CBS poll on whoe won debate

Kerry: 44
Bush: 26
Tie: 30

ABC poll on who won debate

Kerry: 45
Bush 36:
Tie: 17

Mort Kondracke: “This is the President’s turf, this is the place that the President is supposed to dominate, terror and the war in Iraq. I don’t think he really dominated tonight. I think Kerry looked like a commander-in-chief.”

Kate O’Beirne, National Review Online’s the Corner: “I thought the President was repetitive and reactive.”

Jonah Goldberg, National Review Online’s the Corner: “The Bush campaign miscalculated on having the first night be foreign policy night.”

Bob Schieffer: “The President was somewhat defensive in the beginning”

Mark Shields: “The President showed a few times obvious anger”

Bill Kristol, Weekly Standard: “I think Kerry did pretty well tonight, he was forceful and articulate.”

Bob Schieffer: “Kerry got off to a very good start.”
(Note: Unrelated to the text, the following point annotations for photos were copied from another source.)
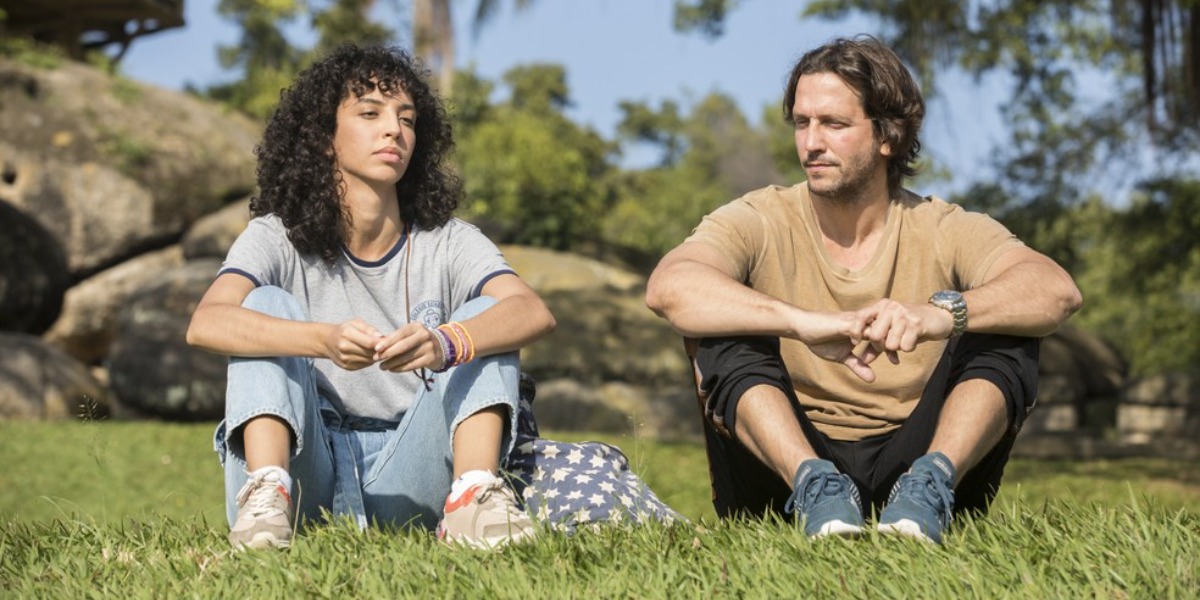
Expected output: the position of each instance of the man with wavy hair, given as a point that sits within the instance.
(789, 295)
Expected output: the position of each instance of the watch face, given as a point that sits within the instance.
(947, 295)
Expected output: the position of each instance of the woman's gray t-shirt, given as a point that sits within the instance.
(425, 277)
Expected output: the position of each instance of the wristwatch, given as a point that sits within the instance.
(952, 301)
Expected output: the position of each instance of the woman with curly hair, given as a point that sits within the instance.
(372, 337)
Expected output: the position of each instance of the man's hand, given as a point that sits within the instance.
(892, 328)
(887, 327)
(409, 348)
(351, 345)
(833, 336)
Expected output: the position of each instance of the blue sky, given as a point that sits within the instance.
(623, 49)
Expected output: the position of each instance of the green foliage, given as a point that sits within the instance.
(709, 157)
(540, 178)
(1059, 529)
(1140, 276)
(264, 57)
(348, 21)
(703, 16)
(28, 52)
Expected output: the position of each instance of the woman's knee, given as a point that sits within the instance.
(274, 301)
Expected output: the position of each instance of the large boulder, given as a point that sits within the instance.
(40, 382)
(1159, 407)
(1096, 367)
(112, 166)
(213, 235)
(619, 408)
(612, 365)
(605, 331)
(33, 273)
(150, 365)
(88, 323)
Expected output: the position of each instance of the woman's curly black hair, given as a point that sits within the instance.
(298, 177)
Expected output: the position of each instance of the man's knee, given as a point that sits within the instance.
(1009, 363)
(729, 367)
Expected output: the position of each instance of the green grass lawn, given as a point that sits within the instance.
(136, 509)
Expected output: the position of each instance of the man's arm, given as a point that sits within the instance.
(700, 298)
(1025, 293)
(696, 293)
(222, 325)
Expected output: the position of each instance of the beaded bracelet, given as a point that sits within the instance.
(449, 353)
(455, 341)
(471, 342)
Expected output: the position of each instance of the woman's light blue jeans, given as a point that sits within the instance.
(395, 477)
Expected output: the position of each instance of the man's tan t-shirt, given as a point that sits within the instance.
(773, 245)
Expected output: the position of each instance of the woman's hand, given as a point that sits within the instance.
(352, 345)
(409, 348)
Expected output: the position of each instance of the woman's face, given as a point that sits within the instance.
(376, 137)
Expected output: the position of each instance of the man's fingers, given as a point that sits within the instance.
(861, 369)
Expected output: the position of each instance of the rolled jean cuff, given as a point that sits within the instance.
(223, 444)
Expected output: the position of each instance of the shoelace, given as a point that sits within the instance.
(258, 496)
(815, 487)
(924, 484)
(510, 507)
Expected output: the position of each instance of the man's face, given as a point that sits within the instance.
(375, 138)
(834, 138)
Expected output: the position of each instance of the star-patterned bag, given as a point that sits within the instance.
(568, 485)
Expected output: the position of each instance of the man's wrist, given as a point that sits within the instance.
(953, 303)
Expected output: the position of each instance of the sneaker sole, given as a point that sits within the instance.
(905, 528)
(263, 541)
(486, 543)
(839, 529)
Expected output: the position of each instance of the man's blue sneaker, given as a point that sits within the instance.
(922, 502)
(825, 501)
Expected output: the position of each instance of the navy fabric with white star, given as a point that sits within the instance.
(573, 484)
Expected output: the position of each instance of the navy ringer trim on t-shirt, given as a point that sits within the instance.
(479, 288)
(244, 274)
(391, 253)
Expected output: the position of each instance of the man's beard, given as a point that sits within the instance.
(850, 189)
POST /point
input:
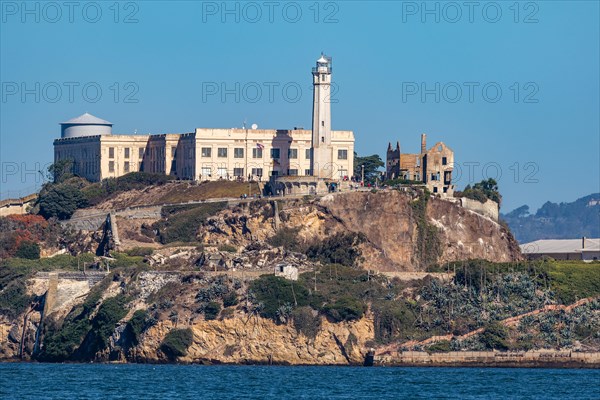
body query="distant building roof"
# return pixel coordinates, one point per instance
(86, 119)
(556, 246)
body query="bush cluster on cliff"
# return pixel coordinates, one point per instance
(180, 223)
(482, 191)
(176, 343)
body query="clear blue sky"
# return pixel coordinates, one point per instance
(382, 53)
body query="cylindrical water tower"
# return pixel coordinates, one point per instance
(85, 125)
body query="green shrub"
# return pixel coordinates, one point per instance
(212, 310)
(429, 246)
(230, 299)
(306, 322)
(273, 292)
(494, 336)
(180, 223)
(136, 326)
(345, 309)
(101, 191)
(440, 347)
(60, 200)
(393, 319)
(176, 343)
(140, 251)
(337, 249)
(28, 250)
(574, 280)
(287, 238)
(227, 248)
(109, 314)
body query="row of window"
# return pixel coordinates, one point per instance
(238, 152)
(141, 151)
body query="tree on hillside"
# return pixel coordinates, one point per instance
(62, 199)
(371, 163)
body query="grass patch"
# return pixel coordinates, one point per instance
(180, 223)
(574, 280)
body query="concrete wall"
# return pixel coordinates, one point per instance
(16, 206)
(488, 209)
(92, 219)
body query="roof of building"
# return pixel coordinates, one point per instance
(548, 246)
(86, 119)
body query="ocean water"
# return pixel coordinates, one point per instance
(110, 381)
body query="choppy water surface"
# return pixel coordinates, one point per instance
(106, 381)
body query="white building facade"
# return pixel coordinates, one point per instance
(216, 154)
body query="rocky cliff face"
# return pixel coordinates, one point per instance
(401, 231)
(254, 340)
(387, 219)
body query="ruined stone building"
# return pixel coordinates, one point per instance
(432, 167)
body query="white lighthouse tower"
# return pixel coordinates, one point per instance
(322, 152)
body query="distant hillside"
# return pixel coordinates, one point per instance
(557, 221)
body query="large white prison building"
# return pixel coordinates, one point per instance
(213, 154)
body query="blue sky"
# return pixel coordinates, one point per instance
(509, 89)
Joe Scarborough: “It was John Kerry’s best performance ever…As far as the debate goes, I don’t see how anybody could look at this debate and not score this a very clear win on points for John Kerry.” (MSNBC)

Andrea Mitchell: “This is the toughest we’ve ever seen John Kerry. He attacked the very core of the President’s popularity. He’s basically saying, who do you believe?” (MSNBC)

Tim Russert: “Tonight he seemed to find his voice for the Democratic view of the world.”

Fred Barnes on FNC: “Kerry did very well and we will have a Presidential race from here on out.”